The copied sections include analyses of studies examining the potential links between glyphosate and cancer. “It calls into question the entire EU pesticide approval process,” said Franziska Achterberg, Greenpeace EU’s food policy director.

The EFSA stated that the copied sections contain extracts from abstracts available to the public, and are not anything particular to the GTF. Still, their report repeats verbatim from the GTF review and includes one assessment conducted by former Monsanto employees, who described their view of the major limitations of a study that linked glyphosate with cancer.

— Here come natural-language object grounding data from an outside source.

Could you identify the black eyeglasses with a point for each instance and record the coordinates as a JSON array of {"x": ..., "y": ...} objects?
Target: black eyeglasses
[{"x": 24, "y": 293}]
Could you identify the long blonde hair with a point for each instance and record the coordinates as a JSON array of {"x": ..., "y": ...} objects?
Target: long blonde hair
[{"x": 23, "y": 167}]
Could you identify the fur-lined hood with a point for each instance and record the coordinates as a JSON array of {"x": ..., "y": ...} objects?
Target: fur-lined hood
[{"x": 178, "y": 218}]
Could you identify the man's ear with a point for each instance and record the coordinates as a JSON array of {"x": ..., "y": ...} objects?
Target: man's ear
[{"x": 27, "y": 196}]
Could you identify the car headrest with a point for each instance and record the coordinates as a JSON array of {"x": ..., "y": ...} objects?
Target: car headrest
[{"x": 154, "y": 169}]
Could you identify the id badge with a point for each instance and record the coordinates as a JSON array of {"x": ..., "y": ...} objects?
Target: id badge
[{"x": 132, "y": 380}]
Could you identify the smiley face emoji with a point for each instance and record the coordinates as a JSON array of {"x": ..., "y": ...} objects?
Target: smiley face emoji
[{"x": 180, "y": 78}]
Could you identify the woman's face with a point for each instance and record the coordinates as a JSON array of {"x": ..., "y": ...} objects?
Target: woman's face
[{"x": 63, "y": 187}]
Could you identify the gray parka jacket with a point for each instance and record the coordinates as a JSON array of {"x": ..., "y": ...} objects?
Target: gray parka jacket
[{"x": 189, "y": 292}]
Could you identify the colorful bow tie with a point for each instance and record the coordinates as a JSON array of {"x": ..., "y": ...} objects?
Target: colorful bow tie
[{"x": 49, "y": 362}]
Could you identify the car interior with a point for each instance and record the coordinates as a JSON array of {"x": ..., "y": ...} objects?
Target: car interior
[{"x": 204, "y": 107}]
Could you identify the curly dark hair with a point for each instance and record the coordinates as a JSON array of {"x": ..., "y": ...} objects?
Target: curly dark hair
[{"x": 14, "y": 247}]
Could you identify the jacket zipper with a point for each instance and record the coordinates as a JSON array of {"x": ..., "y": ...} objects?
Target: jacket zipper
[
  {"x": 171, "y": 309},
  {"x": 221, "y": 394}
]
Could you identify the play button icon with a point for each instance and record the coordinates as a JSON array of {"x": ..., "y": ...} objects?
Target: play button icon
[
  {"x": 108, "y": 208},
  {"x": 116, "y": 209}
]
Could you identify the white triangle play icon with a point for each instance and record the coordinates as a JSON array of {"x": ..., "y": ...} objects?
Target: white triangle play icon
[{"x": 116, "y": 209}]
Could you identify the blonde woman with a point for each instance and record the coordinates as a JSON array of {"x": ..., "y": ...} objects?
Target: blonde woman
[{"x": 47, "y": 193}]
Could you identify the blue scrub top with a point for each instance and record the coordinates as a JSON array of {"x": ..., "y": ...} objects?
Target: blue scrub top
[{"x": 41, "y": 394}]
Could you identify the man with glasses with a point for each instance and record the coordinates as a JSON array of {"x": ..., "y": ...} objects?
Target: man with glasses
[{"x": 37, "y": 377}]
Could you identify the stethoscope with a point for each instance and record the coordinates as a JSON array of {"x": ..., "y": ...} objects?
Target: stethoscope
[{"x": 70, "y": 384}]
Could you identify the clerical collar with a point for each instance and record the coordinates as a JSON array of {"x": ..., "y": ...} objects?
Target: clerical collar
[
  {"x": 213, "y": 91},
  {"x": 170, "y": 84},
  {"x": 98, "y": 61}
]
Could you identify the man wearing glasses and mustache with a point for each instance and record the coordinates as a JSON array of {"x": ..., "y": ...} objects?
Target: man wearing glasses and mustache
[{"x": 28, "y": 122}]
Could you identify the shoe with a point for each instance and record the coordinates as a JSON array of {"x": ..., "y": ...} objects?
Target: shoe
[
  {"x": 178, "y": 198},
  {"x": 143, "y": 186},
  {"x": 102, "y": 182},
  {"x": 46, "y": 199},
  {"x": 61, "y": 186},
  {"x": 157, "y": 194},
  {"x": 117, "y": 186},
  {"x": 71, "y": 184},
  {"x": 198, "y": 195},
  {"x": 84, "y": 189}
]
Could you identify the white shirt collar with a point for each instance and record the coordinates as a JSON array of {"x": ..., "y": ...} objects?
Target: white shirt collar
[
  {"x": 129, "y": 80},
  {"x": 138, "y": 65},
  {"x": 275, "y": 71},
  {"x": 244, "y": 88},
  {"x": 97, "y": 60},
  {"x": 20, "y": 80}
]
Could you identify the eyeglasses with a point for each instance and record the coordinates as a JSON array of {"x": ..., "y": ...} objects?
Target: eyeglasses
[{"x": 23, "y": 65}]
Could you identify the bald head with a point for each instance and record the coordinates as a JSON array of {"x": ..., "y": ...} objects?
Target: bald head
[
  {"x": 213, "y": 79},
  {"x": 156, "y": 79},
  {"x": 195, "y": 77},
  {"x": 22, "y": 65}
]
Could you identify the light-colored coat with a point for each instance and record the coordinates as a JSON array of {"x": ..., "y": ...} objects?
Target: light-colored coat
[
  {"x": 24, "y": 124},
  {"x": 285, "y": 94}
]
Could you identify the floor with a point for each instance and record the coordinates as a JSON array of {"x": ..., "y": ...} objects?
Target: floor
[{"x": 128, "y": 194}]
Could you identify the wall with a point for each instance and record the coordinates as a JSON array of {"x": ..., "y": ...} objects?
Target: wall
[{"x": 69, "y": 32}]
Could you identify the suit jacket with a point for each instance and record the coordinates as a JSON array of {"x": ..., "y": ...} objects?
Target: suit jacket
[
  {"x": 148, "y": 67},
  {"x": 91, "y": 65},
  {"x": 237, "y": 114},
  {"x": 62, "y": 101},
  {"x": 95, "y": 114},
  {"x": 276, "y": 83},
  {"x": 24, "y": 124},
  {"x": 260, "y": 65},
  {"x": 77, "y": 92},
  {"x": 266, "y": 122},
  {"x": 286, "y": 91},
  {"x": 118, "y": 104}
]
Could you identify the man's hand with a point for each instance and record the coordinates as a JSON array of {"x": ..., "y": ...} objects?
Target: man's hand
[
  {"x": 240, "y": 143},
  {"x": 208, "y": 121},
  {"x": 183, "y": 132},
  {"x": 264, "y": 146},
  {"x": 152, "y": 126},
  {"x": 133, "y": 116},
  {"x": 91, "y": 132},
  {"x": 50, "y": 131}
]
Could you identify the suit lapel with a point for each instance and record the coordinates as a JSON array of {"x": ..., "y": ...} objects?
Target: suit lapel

A Monsanto spokesperson told The Guardian that the EFSA allowed this type of copying because of the “large volume of toxicological studies submitted.”

France May Halt EU Extension of Approval for Glyphosate

Meanwhile, it looks like France, which has avoided voting on glyphosate in the past, may this time vote against renewing the European license for it, according to Reuters. Such a move could stop the herbicide from gaining approval.

France’s farm union has expressed concern, noting that so far, there are no adequate alternative solutions for dealing with pests. France isn’t giving up, though, and apparently is planning to cut back on the use of all pesticides, phasing out glyphosate by the year 2022.

Studies Have Linked Glyphosate with Cancer

Several studies have linked long-term glyphosate exposure with non-Hodgkin’s lymphoma and other types of cancer. Hundreds of lawsuits have been filed against Monsanto by people who used Roundup and then developed cancer. All federally-filed Roundup lawsuits have been consolidated in the Northern District of California for pre-trial proceedings.